I realize that discussing the international law aspects of the Israeli-Palestinian dispute is not exactly a new and fresh topic likely to inspire thoughtful and reasonable thinking, and yet I was struck by the aggressive tone of this NYT editorial from a representative of the Palestinian Authority.
It is universally recognized that Israeli settlements are illegal under international law, and that without a full cessation of all settlement activity, Palestinian-Israeli negotiations and the two-state solution are both doomed. In spite of the dilution of American public statements, the United States still recognizes settlements as illegal. Not only are they a violation of the Fourth Geneva Convention; under the Rome Statute, they are considered a war crime.

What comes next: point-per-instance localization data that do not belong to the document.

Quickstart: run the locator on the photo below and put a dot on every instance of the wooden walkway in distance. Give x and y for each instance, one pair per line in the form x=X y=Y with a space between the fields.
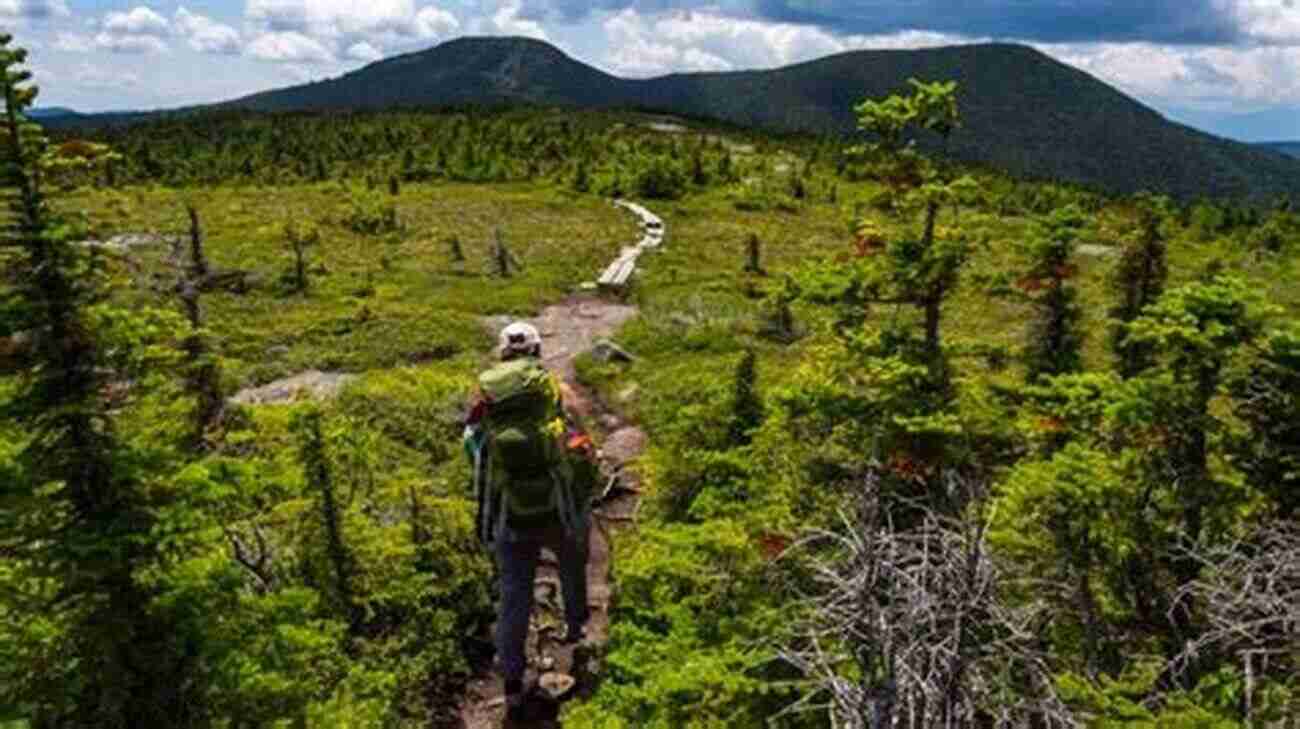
x=618 y=273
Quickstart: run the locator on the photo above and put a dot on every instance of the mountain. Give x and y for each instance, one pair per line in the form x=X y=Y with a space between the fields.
x=1023 y=111
x=1291 y=148
x=1282 y=122
x=51 y=112
x=467 y=70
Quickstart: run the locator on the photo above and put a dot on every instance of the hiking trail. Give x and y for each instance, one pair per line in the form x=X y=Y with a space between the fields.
x=558 y=673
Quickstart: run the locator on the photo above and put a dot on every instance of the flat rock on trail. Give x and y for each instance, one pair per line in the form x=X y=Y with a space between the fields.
x=568 y=329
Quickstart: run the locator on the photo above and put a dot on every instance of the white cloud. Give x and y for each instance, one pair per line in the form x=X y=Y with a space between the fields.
x=289 y=47
x=138 y=21
x=359 y=30
x=33 y=9
x=507 y=21
x=102 y=78
x=433 y=22
x=139 y=30
x=649 y=44
x=204 y=34
x=130 y=43
x=334 y=18
x=73 y=43
x=363 y=51
x=1220 y=78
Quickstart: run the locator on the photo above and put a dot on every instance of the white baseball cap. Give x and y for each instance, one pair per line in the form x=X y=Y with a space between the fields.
x=520 y=337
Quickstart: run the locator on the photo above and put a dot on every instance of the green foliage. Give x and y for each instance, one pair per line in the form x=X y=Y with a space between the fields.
x=1266 y=396
x=746 y=403
x=1054 y=339
x=78 y=517
x=1139 y=281
x=371 y=213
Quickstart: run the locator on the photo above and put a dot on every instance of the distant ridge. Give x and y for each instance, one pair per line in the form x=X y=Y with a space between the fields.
x=51 y=112
x=1023 y=111
x=1291 y=148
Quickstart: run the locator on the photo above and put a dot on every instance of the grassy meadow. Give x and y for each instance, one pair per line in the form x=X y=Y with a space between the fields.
x=707 y=595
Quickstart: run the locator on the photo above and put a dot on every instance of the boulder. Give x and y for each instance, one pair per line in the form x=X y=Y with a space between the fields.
x=555 y=686
x=606 y=351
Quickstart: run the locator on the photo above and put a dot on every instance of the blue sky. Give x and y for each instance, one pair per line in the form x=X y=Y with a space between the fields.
x=1201 y=60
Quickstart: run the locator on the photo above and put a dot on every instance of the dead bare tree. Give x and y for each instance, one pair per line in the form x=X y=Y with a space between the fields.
x=908 y=629
x=1249 y=594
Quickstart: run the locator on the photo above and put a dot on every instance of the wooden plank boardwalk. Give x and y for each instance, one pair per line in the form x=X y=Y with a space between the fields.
x=618 y=273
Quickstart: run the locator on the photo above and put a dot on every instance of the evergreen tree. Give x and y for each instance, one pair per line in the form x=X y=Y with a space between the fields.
x=1138 y=281
x=78 y=506
x=746 y=403
x=1054 y=342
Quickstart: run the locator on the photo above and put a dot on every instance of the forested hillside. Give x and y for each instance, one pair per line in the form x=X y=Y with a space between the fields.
x=927 y=445
x=1025 y=112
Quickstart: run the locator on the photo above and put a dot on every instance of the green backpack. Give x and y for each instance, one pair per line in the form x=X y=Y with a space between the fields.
x=525 y=471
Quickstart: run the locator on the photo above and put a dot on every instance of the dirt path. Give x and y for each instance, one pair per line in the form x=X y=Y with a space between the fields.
x=570 y=329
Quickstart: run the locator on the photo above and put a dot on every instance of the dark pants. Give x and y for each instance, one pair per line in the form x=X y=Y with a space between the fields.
x=518 y=551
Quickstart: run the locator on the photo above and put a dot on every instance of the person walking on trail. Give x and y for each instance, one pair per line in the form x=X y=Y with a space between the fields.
x=533 y=471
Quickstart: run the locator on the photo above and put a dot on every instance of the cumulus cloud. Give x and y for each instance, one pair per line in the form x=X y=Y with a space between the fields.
x=138 y=21
x=433 y=22
x=139 y=30
x=338 y=18
x=359 y=30
x=204 y=34
x=649 y=44
x=1158 y=21
x=96 y=77
x=33 y=9
x=289 y=47
x=363 y=51
x=73 y=43
x=1213 y=77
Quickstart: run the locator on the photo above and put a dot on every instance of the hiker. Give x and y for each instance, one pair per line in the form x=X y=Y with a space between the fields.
x=533 y=476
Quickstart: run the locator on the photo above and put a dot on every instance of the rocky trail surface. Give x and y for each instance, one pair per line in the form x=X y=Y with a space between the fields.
x=558 y=673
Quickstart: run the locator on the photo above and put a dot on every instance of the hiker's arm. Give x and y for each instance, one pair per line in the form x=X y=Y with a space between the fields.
x=472 y=435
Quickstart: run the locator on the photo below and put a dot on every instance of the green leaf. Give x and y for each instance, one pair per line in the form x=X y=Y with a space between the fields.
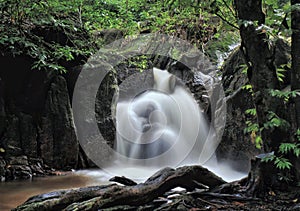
x=286 y=147
x=282 y=163
x=251 y=111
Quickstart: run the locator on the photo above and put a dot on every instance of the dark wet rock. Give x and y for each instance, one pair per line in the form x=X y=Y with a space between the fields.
x=59 y=128
x=2 y=108
x=236 y=146
x=112 y=196
x=18 y=172
x=20 y=160
x=107 y=36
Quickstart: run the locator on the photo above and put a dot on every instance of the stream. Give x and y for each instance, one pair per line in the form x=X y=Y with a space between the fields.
x=14 y=193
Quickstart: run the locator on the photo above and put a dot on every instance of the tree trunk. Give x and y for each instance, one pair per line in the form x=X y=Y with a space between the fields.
x=295 y=76
x=261 y=69
x=98 y=197
x=259 y=54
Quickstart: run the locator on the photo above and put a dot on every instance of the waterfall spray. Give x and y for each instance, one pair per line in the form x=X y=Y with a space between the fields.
x=161 y=124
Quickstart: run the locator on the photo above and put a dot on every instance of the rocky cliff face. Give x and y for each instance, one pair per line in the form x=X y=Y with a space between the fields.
x=36 y=123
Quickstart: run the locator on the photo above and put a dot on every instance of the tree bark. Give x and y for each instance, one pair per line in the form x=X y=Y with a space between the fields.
x=97 y=197
x=260 y=54
x=295 y=76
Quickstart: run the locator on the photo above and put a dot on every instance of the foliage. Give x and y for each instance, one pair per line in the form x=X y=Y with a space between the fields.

Where to start? It is “universally recognized” that settlements are illegal? Really? Even in Israel, or in certain majorities of the U.S. Congress? More surprisingly, I didn’t realize that the “settlements” themselves constitute a violation of the Rome Statute? Settlements are war crimes or crimes against humanity? I sort of understand this argument, but does any one think this argument is self-evident or even highly persuasive?
I realize this excerpt is a political claim, not a legal one. But it is a good example of how certain types of international conflicts actually undermine whatever integrity and usefulness international law might have in shaping the analysis of those conflicts.